I also find absolutely zero justification to buy a more expensive M.2 NVMe format SSD over a 2.5" SATA SSD. Unless you are doing video and/or photo editing, it will give you practically zero real world benefit especially since you said your main use is going to be gaming.

I also got that same LED combo kit. Its nice but make sure you position it in a way where you cannot see the actual LED lamps, there is no diffusion layer or anything really. I thought the magnets worked great on my O11 case.

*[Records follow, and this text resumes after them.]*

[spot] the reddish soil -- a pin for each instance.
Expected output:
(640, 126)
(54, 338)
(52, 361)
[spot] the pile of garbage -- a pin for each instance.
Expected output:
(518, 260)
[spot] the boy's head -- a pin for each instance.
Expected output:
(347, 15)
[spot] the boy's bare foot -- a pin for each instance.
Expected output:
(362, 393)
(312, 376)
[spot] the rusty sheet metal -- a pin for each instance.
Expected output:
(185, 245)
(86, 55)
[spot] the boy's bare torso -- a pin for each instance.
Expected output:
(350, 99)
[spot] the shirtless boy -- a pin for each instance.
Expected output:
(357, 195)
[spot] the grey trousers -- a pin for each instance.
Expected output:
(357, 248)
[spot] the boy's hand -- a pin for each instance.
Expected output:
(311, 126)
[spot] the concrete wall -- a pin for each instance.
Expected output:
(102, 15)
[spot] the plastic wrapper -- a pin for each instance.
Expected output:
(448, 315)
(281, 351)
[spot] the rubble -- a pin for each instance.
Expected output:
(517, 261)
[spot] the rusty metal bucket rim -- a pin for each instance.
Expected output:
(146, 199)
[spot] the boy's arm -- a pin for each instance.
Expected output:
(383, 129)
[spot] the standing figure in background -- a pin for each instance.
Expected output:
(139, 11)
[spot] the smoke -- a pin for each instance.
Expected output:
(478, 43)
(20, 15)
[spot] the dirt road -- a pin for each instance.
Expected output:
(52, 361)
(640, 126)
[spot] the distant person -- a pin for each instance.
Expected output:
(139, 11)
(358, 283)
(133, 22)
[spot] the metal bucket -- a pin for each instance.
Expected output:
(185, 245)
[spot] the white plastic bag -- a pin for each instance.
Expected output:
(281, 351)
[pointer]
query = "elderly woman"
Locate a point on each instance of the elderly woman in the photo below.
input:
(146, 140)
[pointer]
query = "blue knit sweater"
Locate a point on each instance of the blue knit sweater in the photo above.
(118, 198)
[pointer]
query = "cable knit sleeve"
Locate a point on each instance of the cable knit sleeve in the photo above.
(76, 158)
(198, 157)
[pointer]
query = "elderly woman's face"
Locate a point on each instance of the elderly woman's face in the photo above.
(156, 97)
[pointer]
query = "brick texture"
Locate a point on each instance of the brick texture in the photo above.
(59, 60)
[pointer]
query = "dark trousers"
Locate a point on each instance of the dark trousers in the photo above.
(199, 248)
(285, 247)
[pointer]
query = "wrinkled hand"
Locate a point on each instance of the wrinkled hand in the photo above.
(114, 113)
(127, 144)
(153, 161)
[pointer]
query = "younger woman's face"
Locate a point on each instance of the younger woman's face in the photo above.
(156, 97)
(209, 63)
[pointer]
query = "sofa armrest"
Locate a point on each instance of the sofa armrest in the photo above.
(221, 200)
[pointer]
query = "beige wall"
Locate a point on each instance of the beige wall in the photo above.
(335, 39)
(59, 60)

Their length perfectly fits the standard version case I have, the XL version you want (and I wanted it too but decided it was actually larger than what I needed) would be bigger so you might end up with extra space not being lit up evenly unless you have multiple kits or additional strips/lights to install. 

and as others have mentioned, it is really wishful thinking to believe you will find a GPU, especially THAT GPU, at a decent price in the current market situation. which is certainly a problem for a gaming rig.





LFaWolf said:


> Just a thought - are there any pre-built such as cyberpower in UK/Scotland ? That might be the simpler solution and a way to get the GPU amid the shortage.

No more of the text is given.